Afin d’illustrer ce cadre de lecture et d’explorer si la confiance et la qualité relationnelle sont des éléments clefs de la performance d’une alliance, deux études de cas sont proposées.
Les études de cas
Des outils méthodologiques sont mis en œuvre pour répondre à la problématique en comparant les coopérations entre Audencia et l’Ecole Centrale de Nantes d’une part, d’EM Lyon et de l’Ecole Centrale de Lyon d’autre part. Ces écoles sont en effet comparables sur plusieurs points (contexte, taille, enjeux) et les stratégies choisies sont a priori relativement proche. Les données issues de l’étude historique sont triangulées avec des données issues d’entretiens semi-directifs centrés sur des acteurs, témoins de l’histoire. Ces témoins exercent le même type d’activités (gouvernance, DG, chef de projet pour les acteurs internes) sur les différentes étapes de la coopération (préparation, lancement, animation, évolution). Les analyses concernent les conditions initiales et les variables managériales.

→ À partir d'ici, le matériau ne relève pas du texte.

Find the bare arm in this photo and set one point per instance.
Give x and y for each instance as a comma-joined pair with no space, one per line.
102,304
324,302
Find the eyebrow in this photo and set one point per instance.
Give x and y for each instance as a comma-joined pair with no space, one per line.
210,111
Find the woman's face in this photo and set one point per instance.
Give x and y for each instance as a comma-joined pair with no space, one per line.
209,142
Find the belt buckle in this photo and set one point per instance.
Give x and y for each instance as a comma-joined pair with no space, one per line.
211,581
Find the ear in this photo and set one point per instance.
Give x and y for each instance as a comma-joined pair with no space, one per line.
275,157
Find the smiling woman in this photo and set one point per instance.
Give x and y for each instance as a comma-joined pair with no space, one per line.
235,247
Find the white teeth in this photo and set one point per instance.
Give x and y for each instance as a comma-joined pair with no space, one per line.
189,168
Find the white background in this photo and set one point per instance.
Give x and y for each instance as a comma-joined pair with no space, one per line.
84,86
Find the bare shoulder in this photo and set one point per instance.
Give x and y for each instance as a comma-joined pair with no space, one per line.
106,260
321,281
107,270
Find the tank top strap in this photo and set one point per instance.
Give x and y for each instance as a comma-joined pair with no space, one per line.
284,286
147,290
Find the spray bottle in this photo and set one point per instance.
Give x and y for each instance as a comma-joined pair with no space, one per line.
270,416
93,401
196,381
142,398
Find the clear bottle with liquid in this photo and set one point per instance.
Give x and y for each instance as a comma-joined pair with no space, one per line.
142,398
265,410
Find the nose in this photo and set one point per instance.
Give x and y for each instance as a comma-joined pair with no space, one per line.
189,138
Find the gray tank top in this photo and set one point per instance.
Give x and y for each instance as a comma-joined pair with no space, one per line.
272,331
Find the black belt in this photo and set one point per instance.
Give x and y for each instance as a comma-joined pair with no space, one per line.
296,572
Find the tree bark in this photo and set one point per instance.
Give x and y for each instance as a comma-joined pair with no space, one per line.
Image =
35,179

Du contexte stratégique et des conditions initiales de la coopération.
Les entretiens ont montré deux approches différentes : l’une, pour Lyon, propose une origine politique locale et interne aux établissements ; l’autre, à Nantes, est construite à partir d’une démarche pédagogique visant à mixer les compétences. Cela dit une fois cette différence d’objectifs initiaux posée, les objectifs opérationnels qui ont été formalisés avec le temps se retrouvent être les mêmes : pédagogique conjointe (même si les formes peuvent différer), incubateur, recherche. Il est donc à noter, en rapport avec le cadre théorique, que contrairement aux études réalisées dans d’autres secteurs où les objectifs étaient identifiés et fixés clairement dans les conditions initiales, nous avons là une forme de stratégie moins précise et qui se construit avec le temps. Le champ des réalisations concrètes concernent surtout la pédagogique.
Les variables managériales de la stratégie
Les témoignages soulignent l’importance du rôle des directeurs des établissements durant la coopération. Dans le cas de Lyon il s’agit d’un recrutement externe, financé par un programme d’ Initiatives d’Excellence en Formations Innovantes (IDEFI), non initié à la culture des deux écoles et sans accès direct au réseau de leurs ressources. A contrario dans le cas de Nantes il ‘s’agit d’un enseignant chercheur de Centrale, membre du Comex, qui sert alors de relai et de bâtisseur de confiance en favorisant la compréhension mutuelle. Son témoignage est largement corroboré par celui du directeur d’Audencia. Les auditions montrent l’importance d’avoir une direction membre d’une des deux écoles.
La qualité relationnelle évolue durant la vie de l’alliance, en particulier sur la dimension de l’engagement. Il apparait ici clairement que la différence d’implication et de collaboration entre les directeurs des écoles impacte directement la dynamique d’ensemble. Dans le cas de Lyon les directeurs, pour des raisons diverses, se sont désengagés du projet et ne l’ont pas animé. Leurs différents successeurs faisant de même, le projet n’a pas pu évoluer dans une dynamique positive. De l’autre côté la complicité apparente, basée initialement sur une connivence pédagogique autour de la double compétence manager/ingénieur, des directeurs à l’initiative du projet a fortement influée les équipes et la dynamique.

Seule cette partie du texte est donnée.